In November 2013 Aleksandr Kogan, a psychology professor at the University of Cambridge, applied for an API account on Facebook explaining that he wanted access to Facebook’s data for research. Kogan then created a personality quiz and collected responses from 270,000 Americans. Back then the Facebook API was very open and by agreeing to take part in the quiz users also gave access to many of their Facebook friends’ “likes” and interests as well. Kogan ended up obtaining information for roughly 87 million people at the last count!
About 5 months after Kogan obtained this data Facebook tightened up security so that developers could not see information on friends however, this was not finalised for about a year and Kogan already had the data anyway. Kogan then sold the data to Cambridge Analytica in violation of his agreement with Facebook.
In 2015 The Guardian newspaper published a story saying that American Republican politician Ted Cruz used Facebook to get information on users but this story didn’t get a lot of attention. However Facebook reacted by obtaining written assertions that the data had been deleted from the Director of Research at Cambridge Analytica, Christopher Wylie and Aleksandr Kogan. It seems that these assertions were false and that the data had been used in PR campaigns by Cambridge Analytica.

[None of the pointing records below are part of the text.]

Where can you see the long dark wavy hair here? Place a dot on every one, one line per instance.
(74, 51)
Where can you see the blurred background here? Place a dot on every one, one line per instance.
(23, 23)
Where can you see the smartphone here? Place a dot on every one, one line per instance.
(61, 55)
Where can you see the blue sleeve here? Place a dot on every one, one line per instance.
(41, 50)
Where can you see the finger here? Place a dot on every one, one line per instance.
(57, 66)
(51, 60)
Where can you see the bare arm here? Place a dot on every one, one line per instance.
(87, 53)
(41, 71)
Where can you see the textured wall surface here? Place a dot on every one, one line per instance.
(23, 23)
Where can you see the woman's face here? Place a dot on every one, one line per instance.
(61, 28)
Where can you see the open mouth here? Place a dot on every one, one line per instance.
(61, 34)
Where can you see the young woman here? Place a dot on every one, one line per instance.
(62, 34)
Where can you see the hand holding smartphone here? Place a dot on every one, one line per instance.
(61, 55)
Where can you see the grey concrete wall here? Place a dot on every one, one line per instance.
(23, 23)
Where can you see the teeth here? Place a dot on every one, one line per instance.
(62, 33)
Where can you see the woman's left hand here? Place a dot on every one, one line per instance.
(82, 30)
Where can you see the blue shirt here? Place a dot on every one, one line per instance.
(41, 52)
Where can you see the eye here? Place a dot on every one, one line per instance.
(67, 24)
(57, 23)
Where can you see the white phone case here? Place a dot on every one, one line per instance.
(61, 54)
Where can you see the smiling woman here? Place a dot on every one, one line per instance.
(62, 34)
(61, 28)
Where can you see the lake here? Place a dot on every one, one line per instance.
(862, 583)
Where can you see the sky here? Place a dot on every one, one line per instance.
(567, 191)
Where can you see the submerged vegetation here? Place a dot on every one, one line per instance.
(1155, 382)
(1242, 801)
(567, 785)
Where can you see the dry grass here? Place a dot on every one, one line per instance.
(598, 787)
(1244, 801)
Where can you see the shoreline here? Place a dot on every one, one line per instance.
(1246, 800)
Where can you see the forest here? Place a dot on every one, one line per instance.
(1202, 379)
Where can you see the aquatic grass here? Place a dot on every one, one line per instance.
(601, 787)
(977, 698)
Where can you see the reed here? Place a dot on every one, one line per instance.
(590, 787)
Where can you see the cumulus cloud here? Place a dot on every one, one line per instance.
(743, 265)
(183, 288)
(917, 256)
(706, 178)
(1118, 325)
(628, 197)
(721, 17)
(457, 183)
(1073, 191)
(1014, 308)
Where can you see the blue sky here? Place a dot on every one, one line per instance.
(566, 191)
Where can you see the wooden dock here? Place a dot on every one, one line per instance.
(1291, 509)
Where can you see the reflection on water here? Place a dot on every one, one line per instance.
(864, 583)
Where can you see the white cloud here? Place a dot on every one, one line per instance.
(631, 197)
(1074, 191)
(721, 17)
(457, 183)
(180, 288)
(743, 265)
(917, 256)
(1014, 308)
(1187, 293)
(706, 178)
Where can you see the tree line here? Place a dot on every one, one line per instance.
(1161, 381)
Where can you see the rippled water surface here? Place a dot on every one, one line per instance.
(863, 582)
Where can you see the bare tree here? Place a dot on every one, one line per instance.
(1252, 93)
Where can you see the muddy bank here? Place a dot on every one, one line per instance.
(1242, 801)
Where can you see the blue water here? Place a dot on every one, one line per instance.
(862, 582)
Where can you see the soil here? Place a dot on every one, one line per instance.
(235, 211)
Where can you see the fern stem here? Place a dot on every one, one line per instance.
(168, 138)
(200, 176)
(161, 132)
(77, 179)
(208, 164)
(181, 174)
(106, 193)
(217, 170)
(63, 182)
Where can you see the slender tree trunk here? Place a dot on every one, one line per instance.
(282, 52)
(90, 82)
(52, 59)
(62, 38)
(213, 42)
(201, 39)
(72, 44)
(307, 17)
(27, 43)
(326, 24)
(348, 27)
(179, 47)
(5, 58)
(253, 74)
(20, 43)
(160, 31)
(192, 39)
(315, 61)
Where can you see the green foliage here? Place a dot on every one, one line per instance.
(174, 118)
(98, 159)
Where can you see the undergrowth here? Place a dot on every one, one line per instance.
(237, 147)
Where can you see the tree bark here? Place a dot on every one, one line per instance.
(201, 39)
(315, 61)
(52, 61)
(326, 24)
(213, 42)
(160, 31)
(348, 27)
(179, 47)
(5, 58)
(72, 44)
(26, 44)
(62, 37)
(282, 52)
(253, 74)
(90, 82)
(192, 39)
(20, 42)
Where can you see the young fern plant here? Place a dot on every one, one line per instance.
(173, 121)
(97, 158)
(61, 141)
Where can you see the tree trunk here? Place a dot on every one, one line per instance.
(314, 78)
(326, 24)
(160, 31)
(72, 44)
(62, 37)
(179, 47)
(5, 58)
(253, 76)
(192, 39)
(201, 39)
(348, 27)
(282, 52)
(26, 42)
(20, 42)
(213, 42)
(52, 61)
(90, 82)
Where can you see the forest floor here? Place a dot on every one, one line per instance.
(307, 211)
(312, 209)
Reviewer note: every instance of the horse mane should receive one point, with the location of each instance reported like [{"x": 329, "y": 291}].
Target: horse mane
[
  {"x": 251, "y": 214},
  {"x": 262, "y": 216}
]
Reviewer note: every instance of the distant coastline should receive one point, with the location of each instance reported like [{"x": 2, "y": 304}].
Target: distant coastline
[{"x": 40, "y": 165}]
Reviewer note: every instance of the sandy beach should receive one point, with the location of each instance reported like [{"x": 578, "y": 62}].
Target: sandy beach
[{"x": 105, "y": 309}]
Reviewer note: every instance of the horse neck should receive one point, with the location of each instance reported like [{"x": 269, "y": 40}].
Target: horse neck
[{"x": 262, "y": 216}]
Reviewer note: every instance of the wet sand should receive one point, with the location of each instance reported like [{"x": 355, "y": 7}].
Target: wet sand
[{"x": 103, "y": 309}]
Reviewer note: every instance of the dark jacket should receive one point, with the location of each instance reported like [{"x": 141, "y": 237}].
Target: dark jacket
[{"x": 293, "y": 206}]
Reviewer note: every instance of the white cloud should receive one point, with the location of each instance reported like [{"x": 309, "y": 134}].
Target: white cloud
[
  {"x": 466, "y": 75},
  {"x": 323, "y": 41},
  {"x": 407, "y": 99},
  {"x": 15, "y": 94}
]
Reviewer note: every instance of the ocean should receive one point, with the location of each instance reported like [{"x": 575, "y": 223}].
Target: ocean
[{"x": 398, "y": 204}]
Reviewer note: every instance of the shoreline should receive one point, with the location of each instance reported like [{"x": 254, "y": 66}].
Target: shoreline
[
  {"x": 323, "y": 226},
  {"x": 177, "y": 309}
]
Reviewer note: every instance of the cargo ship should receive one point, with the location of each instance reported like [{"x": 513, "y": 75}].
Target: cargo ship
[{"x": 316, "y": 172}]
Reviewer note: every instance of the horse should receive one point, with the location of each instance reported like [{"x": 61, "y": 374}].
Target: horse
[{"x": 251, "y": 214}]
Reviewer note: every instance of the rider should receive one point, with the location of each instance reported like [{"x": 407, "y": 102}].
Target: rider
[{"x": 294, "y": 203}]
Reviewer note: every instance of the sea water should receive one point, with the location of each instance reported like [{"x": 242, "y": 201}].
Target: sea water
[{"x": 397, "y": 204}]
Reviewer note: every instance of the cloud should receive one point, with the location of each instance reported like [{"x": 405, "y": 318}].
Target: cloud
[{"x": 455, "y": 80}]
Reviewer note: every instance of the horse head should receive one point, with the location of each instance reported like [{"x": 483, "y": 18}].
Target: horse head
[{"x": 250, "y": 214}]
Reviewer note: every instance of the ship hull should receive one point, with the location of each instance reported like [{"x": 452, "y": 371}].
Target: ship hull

So, what are we to make of this?
It seems to me that it was Kogan who broke the law by selling the data to Cambridge Analytica and thereby violating his agreement with Facebook. But wait! Aren’t companies which subscribe to the Facebook API allowed to use the data to target messages? Surely this is the point of it? Perhaps Facebook don’t allow companies to resell the data but in that case Cambridge Analytica could have set up the access themselves. It’s all a bit vague. Facebook are also to blame for security which was so lax in the first place and for allowing their data to pass to Kogan so freely without any checks on his work – Those multi page agreements one assents to when signing up to a site are absurdly inadequate and, in my view, should not be acceptable in a court of law.
Cambridge Analytica, Wylie and Kogan are also responsible as they appear to have lied about the data being deleted. Wylie claims that he was under pressure from more senior Cambridge Analytica figures but he was a Director himself and so it’s unrealistic for him not to accept responsibility.
If we’re fair we should remember that when all this whiz bang digital media emerged few of us foresaw the downside. We raved about the opportunities and a new PR and marketing companies were formed to to take advantage of Facebook and other digital media.
The laws of personal data have not kept pace with technology and it is only in 2018 that the first law which really seeks to place a legislative framework around personal data comes into law (GDPR). I know of many organisations which are nowhere near ready and will remain non-compliant for some time to come.
We should also consider this in a broader context. The general tendency is to become apoplectic over data privacy but in the past this was just not an issue. I recall when the scandal broke about journalists dialing into people’s mobile phone answer service to replay their messages. Yes, it was immoral but up until then I doubt anyone would have considered it criminal. It is only now that we understand how information technology can be abused that our morals and laws are changing.
Democracies have evolved various mechanisms to keep the public informed. In the 19th century we had newspapers, in the 20th century television. In the 21st century it looked as though digital media would allow us to bypass the powerful and distribute information freely. The reality is now dawning. Just as the rich and the powerful fought for control of newspapers and television they are now fighting to control digital media.